On the face of it, that's one victory for government snooping and one defeat. But both decisions highlight the precariousness of privacy in an age when we routinely store huge amounts of sensitive information outside our homes.
The Fourth Amendment prohibits "unreasonable searches and seizures" of our "persons, houses, papers and effects." But according to the Supreme Court, the Fourth Amendment does not protect our papers once we entrust them to someone else.
In a 1976 case involving bank records, the court declared that "the Fourth Amendment does not prohibit the obtaining of information revealed to a third party and conveyed by him to government authorities, even if the information is revealed on the assumption that it will be used only for a limited purpose and the confidence placed in the third party will not be betrayed." Three years later, in a case involving phone records, the court reiterated that "a person has no legitimate expectation of privacy in information he voluntarily turns over to third parties."
This dubious "third-party doctrine," enunciated before the Internet existed and mobile phones became ubiquitous, was crucial to the outcome of a case decided by the U.S. Court of Appeals for the 11th Circuit last week. The court said an armed robber named Quartavious Davis had no constitutional grounds to object when the FBI linked him to several crime scenes with cellphone location data that it obtained without a probable-cause warrant.
The court's logic was straightforward: Those records did not belong to Davis; they belonged to MetroPCS, his mobile phone company. So even though they revealed everywhere he went over the course of 67 days, he had no reasonable expectation that the information would remain private.

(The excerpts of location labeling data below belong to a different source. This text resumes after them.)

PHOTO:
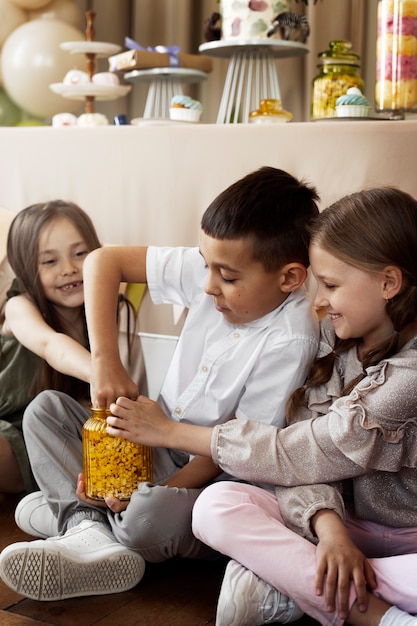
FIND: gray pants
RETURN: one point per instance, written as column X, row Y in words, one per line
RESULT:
column 157, row 520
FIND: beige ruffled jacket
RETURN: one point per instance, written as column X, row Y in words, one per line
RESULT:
column 369, row 436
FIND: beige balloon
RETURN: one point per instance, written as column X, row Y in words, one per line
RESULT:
column 30, row 4
column 11, row 18
column 32, row 59
column 65, row 10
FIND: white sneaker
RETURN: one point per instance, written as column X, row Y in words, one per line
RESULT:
column 34, row 516
column 86, row 561
column 246, row 600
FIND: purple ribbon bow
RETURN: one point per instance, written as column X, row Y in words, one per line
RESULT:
column 172, row 51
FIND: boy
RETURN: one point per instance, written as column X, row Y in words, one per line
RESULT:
column 247, row 341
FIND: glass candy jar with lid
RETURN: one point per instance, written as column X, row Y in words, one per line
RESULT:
column 396, row 57
column 339, row 70
column 113, row 466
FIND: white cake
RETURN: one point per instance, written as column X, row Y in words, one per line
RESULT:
column 244, row 19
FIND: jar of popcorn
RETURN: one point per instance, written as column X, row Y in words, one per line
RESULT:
column 339, row 70
column 113, row 466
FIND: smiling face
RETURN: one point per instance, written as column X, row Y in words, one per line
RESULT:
column 241, row 288
column 355, row 300
column 62, row 251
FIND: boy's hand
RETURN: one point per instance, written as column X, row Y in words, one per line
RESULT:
column 115, row 505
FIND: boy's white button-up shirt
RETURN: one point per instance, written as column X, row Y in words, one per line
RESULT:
column 220, row 370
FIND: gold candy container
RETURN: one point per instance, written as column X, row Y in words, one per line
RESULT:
column 113, row 466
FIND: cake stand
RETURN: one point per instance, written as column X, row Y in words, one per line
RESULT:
column 165, row 82
column 89, row 92
column 251, row 75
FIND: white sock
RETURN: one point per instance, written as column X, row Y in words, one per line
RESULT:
column 395, row 617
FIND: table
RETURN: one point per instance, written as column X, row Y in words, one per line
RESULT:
column 251, row 75
column 150, row 184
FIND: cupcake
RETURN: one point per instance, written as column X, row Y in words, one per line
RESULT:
column 270, row 111
column 76, row 77
column 185, row 109
column 352, row 104
column 92, row 119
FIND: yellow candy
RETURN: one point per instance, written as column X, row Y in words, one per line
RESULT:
column 112, row 466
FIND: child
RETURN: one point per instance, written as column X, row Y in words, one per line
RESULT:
column 362, row 397
column 248, row 339
column 44, row 343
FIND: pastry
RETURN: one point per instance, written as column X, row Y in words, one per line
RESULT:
column 64, row 119
column 105, row 78
column 185, row 109
column 92, row 119
column 76, row 77
column 258, row 19
column 352, row 104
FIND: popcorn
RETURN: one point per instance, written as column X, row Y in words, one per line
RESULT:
column 113, row 466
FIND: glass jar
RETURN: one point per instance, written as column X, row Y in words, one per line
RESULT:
column 339, row 70
column 396, row 57
column 113, row 466
column 270, row 112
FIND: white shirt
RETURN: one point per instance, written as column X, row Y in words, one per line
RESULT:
column 220, row 370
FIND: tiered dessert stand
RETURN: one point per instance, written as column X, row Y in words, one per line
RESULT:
column 89, row 92
column 252, row 73
column 164, row 83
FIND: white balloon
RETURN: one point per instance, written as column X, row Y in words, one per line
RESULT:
column 11, row 18
column 32, row 60
column 30, row 4
column 65, row 10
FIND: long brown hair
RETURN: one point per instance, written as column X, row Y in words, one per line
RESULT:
column 369, row 230
column 23, row 256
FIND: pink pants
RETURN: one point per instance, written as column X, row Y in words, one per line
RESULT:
column 244, row 522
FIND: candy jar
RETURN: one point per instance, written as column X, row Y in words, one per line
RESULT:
column 339, row 70
column 396, row 57
column 113, row 466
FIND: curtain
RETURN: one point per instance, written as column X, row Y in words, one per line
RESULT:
column 180, row 22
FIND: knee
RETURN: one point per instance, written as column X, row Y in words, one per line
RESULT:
column 211, row 507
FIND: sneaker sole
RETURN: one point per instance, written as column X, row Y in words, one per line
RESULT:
column 49, row 574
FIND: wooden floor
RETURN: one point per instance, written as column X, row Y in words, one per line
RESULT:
column 175, row 593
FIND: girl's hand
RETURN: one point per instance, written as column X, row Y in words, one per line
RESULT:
column 111, row 503
column 109, row 380
column 339, row 562
column 141, row 421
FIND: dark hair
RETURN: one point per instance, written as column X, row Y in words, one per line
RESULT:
column 369, row 230
column 23, row 256
column 269, row 207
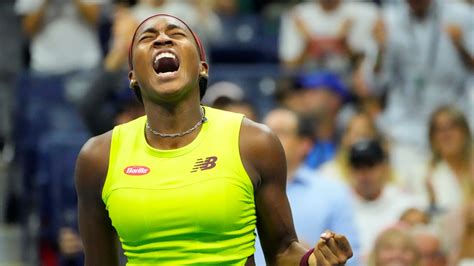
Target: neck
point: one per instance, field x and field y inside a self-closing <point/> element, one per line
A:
<point x="292" y="167"/>
<point x="172" y="119"/>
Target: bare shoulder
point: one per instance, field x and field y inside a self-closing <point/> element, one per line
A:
<point x="92" y="163"/>
<point x="261" y="152"/>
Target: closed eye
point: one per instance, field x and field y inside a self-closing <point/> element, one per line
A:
<point x="178" y="33"/>
<point x="146" y="37"/>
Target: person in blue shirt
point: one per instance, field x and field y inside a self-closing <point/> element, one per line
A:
<point x="317" y="203"/>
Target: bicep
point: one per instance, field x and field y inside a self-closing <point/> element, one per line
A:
<point x="264" y="157"/>
<point x="97" y="233"/>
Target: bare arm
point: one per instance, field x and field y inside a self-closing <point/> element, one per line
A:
<point x="90" y="12"/>
<point x="98" y="235"/>
<point x="264" y="160"/>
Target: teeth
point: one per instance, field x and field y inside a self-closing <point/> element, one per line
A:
<point x="165" y="54"/>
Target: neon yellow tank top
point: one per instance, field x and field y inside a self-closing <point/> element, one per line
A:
<point x="191" y="205"/>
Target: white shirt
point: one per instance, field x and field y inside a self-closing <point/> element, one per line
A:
<point x="446" y="186"/>
<point x="323" y="24"/>
<point x="65" y="41"/>
<point x="422" y="69"/>
<point x="372" y="217"/>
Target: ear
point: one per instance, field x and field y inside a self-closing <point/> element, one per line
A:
<point x="133" y="81"/>
<point x="306" y="145"/>
<point x="204" y="69"/>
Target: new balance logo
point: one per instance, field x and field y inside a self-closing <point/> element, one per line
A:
<point x="136" y="170"/>
<point x="204" y="164"/>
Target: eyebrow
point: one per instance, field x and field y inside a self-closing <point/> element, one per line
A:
<point x="168" y="28"/>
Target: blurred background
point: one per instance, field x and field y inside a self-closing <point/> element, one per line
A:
<point x="372" y="99"/>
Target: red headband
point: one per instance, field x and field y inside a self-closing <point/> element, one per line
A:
<point x="202" y="53"/>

Dissenting Judge Beverly Martin noted that the majority's reasoning invites even bigger intrusions. "Under a plain reading of the majority's rule," she said, "by allowing a third-party company access to our email accounts, the websites we visit and our search-engine history -- all for legitimate business purposes -- we give up any privacy interest in that information."
That means the government can find out what we watch on YouTube, what we look up on Wikipedia, what we buy on Amazon, and whom we "friend" on Facebook or date via Match.com -- "all without a warrant." In fact, Martin noted, "the government could ask 'cloud'-based file-sharing services like Dropbox or Apple's iCloud for all the files we relinquish to their servers."
The U.S. Court of Appeals for the 2nd Circuit also noted the privacy threat posed by such data grabs in its ruling against the NSA's mass collection of phone records. But that decision was based on Section 215 of the PATRIOT Act, which the court said did not authorize the NSA program, contrary to the position taken by the Obama administration.
Congress is currently debating reauthorization of Section 215, which expires at the end of this month. Even if the provision is renewed unchanged, the 2nd Circuit's decision (assuming it's not overturned) means the NSA can no longer use Section 215 to collect everyone's phone records.
That outcome, while welcome, leaves unresolved a deeper issue that the 2nd Circuit mentioned but did not address: "whether the availability of information to telephone companies, banks, Internet service providers and the like, and the ability of the government to collect and process volumes of such data that would previously have overwhelmed its capacity to make use of the information, render obsolete the third_party records doctrine." Until the Supreme Court grapples with that issue, such highly revealing and deeply personal information will have only as much protection as legislators decide to give it.